Like Farrell, Dr. Graham Strong doesn’t think we have to look that far ahead. Strong is a professor in the School of Optometry at the University of Waterloo and director of the Centre for Sight Enhancement, which develops new technology to assist people with low vision. “Having served in the low-vision trenches for almost 30 years,” he says, “I resist the popular notion that the pending demographic shift portends a looming crisis for service providers. In my opinion, the crisis is already upon us, and it has been for many years.”

What most people overlook in their estimates, Strong argues, is that there’s already a crucial gap between the need for low-vision services – which is “a rational estimate of the number of people who might conceivably benefit from such services, assuming that quality services are available” – and service providers’ ability to actually provide them.

What keeps the situation from collapsing, Strong says, is that the demand for low-vision services – which is “the number of people who have appreciated their potential need for [low-vision] services and who are actively seeking them” – is actually quite small: “Research repeatedly has shown that only about five per cent of the people who really need low-vision services – by my definition, individuals who in all likelihood would benefit from these rehab services – ever darken the doorsteps of the people who could provide them.”

Even so, the burden on low-vision services is about to become unmanageable, simply by virtue of the age wave.
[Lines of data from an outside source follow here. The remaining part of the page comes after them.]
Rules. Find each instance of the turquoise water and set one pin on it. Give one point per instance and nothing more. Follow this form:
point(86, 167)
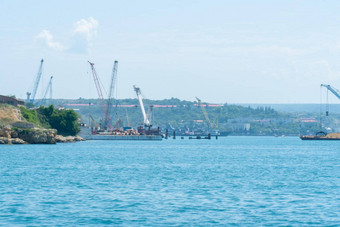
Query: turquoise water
point(233, 180)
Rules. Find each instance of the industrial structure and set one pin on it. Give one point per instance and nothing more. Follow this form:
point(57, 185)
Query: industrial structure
point(31, 95)
point(334, 92)
point(48, 90)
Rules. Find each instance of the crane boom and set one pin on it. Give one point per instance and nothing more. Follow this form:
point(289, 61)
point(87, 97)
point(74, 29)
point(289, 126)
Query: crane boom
point(49, 88)
point(139, 96)
point(36, 84)
point(100, 94)
point(204, 113)
point(332, 89)
point(111, 92)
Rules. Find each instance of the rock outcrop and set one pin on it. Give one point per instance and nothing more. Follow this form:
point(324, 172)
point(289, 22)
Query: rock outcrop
point(37, 136)
point(14, 129)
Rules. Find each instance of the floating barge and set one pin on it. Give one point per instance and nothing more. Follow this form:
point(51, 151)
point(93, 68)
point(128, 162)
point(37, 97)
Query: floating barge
point(86, 134)
point(330, 136)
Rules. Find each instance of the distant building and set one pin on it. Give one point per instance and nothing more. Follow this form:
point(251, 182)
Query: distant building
point(11, 101)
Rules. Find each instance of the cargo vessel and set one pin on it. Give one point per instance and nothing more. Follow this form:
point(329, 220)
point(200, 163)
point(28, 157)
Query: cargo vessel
point(87, 134)
point(321, 136)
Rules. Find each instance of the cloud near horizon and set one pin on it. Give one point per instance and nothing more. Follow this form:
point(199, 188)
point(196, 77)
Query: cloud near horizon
point(83, 33)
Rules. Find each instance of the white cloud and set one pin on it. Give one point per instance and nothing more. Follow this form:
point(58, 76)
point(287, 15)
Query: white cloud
point(83, 33)
point(87, 28)
point(48, 38)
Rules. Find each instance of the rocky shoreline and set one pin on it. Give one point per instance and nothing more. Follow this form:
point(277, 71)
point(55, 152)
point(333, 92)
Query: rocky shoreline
point(9, 135)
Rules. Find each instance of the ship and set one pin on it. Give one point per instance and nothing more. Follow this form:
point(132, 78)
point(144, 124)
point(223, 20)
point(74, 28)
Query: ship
point(87, 133)
point(321, 136)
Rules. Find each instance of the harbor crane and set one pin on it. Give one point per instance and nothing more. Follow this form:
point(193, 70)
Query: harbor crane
point(36, 84)
point(100, 94)
point(204, 113)
point(111, 93)
point(333, 90)
point(147, 122)
point(48, 89)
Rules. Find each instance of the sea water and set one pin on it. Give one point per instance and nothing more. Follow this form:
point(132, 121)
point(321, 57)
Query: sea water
point(230, 181)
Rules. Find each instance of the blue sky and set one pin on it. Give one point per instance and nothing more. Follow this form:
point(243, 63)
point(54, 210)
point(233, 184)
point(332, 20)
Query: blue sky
point(220, 51)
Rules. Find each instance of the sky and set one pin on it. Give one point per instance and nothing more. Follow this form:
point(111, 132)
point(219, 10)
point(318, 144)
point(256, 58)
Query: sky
point(220, 51)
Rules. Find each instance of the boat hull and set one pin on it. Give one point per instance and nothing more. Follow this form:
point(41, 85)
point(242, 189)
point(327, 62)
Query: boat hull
point(121, 137)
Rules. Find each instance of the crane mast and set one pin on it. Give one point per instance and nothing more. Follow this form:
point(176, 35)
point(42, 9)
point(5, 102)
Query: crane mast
point(332, 89)
point(36, 84)
point(100, 94)
point(111, 92)
point(48, 89)
point(204, 113)
point(139, 96)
As boomers approach old age, the relative proportion of the population that’s older will rise dramatically, and the reality is that vision impairment primarily affects older people.
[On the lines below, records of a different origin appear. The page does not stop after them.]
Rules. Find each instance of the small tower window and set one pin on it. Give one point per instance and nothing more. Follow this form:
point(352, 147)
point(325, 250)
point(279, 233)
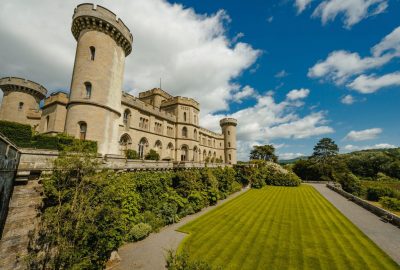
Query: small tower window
point(82, 130)
point(88, 87)
point(184, 132)
point(92, 53)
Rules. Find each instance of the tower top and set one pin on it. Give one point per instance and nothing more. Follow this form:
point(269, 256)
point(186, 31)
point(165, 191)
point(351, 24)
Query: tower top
point(228, 121)
point(23, 85)
point(88, 16)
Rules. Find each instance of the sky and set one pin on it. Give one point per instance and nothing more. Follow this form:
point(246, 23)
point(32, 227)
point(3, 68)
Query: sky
point(290, 71)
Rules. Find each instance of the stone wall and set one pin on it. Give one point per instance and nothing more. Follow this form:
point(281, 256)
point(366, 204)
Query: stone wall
point(394, 219)
point(9, 158)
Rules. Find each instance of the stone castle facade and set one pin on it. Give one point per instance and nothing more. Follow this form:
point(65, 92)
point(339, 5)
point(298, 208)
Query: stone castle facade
point(97, 108)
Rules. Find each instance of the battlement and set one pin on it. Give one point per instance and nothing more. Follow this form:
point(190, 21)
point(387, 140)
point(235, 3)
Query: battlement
point(88, 16)
point(211, 133)
point(228, 121)
point(57, 97)
point(182, 101)
point(155, 91)
point(23, 85)
point(138, 104)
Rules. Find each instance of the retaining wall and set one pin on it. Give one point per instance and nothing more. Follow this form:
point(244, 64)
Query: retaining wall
point(394, 219)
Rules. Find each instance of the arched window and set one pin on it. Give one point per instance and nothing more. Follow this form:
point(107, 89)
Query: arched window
point(82, 130)
point(158, 147)
point(184, 132)
point(184, 153)
point(127, 118)
point(92, 53)
point(143, 144)
point(88, 87)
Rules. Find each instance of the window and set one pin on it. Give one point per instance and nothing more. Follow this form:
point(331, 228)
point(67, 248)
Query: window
point(142, 147)
point(88, 87)
point(82, 130)
point(46, 128)
point(184, 132)
point(92, 53)
point(158, 128)
point(127, 116)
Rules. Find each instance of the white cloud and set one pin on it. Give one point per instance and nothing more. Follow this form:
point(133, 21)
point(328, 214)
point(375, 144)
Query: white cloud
point(281, 74)
point(246, 92)
point(342, 66)
point(268, 120)
point(301, 5)
point(348, 100)
point(353, 11)
point(286, 156)
point(369, 84)
point(351, 147)
point(190, 52)
point(298, 94)
point(362, 135)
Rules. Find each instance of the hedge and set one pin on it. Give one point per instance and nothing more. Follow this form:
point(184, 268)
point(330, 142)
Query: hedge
point(23, 137)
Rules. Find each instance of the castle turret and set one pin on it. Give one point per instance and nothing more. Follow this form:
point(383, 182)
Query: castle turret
point(94, 106)
point(228, 126)
point(21, 100)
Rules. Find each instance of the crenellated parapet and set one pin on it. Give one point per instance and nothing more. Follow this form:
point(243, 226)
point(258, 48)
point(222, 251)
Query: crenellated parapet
point(9, 84)
point(155, 91)
point(181, 101)
point(87, 16)
point(228, 121)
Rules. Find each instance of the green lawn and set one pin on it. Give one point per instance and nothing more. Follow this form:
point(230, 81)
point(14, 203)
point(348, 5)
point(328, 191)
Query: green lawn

But there are other factors that will boost the number of Canadians requiring low-vision services. As Dr. Foot points out, life expectancy for Canadians continues to increase – from 35 years two centuries ago to 59 years in 1921, 69 in 1951, and 78 in 1991. “Although this is definitely good news for living and unborn Canadians,” Strong says, “the associated reality is that everyone who lives long enough eventually becomes visually impaired.”
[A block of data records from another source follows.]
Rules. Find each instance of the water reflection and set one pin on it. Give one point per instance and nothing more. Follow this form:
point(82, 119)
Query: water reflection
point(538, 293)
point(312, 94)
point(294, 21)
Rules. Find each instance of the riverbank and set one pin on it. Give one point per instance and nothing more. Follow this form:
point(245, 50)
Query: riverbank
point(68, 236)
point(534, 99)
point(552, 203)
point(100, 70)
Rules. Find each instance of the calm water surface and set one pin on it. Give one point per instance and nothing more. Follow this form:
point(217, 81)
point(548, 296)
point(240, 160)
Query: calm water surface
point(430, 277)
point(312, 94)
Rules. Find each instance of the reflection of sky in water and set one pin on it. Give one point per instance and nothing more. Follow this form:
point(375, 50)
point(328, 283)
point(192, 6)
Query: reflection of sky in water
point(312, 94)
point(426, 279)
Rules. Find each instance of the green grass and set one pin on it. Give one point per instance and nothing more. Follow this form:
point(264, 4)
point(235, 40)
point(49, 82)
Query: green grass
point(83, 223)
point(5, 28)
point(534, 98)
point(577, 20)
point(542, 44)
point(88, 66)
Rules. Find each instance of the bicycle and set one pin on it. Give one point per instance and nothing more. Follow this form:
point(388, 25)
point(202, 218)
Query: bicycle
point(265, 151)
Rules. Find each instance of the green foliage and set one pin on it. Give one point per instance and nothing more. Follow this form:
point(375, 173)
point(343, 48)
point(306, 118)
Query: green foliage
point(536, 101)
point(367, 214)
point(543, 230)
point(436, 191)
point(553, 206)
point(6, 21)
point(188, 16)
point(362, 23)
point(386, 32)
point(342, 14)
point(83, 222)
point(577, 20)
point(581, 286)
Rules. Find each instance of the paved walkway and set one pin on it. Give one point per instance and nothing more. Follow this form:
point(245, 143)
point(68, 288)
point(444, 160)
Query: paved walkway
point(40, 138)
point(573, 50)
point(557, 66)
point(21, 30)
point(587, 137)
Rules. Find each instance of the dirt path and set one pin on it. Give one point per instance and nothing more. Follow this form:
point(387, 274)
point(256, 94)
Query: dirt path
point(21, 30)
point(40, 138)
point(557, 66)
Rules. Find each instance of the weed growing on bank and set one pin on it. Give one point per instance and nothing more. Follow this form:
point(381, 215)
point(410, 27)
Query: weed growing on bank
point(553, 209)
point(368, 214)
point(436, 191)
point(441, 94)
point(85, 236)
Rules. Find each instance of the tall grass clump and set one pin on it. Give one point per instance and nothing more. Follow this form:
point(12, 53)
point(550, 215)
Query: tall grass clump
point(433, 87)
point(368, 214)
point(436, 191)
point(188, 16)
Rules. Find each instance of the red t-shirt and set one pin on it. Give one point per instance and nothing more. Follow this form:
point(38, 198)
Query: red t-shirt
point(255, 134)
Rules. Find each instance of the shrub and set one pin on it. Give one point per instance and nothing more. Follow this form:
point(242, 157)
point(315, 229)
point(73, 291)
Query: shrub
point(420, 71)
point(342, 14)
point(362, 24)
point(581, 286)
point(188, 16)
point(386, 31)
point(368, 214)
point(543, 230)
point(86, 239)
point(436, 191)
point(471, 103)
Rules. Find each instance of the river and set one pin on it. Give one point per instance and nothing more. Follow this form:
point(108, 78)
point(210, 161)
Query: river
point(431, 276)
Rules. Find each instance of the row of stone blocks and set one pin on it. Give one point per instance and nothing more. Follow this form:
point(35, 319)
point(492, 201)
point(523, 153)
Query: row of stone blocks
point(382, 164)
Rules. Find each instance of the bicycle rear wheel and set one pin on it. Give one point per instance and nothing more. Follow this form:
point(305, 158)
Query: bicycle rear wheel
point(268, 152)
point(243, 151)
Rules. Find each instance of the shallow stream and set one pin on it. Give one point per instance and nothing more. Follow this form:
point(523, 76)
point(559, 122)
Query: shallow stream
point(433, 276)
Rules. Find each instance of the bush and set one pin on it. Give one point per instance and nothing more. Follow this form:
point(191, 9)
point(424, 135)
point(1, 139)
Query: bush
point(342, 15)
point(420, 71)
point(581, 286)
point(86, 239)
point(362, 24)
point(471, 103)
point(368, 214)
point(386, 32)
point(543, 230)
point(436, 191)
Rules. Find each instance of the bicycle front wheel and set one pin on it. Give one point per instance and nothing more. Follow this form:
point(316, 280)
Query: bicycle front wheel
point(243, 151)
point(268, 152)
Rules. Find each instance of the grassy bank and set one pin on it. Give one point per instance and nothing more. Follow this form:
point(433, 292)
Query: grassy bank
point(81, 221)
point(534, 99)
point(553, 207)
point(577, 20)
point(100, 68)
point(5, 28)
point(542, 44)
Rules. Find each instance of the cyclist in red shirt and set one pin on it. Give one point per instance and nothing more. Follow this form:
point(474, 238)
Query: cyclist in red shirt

Canada’s changing demographics could also be a factor. Ethnic diversity has an impact on the prevalence of low vision, Strong says, “because some populations have much higher risks of developing visual impairments caused by conditions such as diabetes or through glaucoma.”

There also are non-demographic factors that could have an impact on low-vision services, such as an increase in visually demanding technologies in the workplace – though that could work both ways, Strong suggests: “Whenever improvements occur that heighten our ability to provide better intervention – new devices, new techniques, new strategies, new training – there’s a corresponding increase in the number of people who stand to benefit from our services.”

Nevertheless, there’s going to be a tremendous increase in the prevalence of vision impairment over the next decades, leading to an unprecedented increase in the need for low-vision services”although a service crisis will no doubt be averted, Strong reiterates, “simply because the demand for these low-vision services does not yet rival the legitimate need for them.”

“A more meaningful crisis for low-vision service providers must await a mass enlightenment of all stakeholders concerning the positive impact that low-vision rehabilitation could have on affected Canadians. Unless something changes soon, the grim reality is that more low-vision problems will be resolved by death than by all organized intervention services combined.”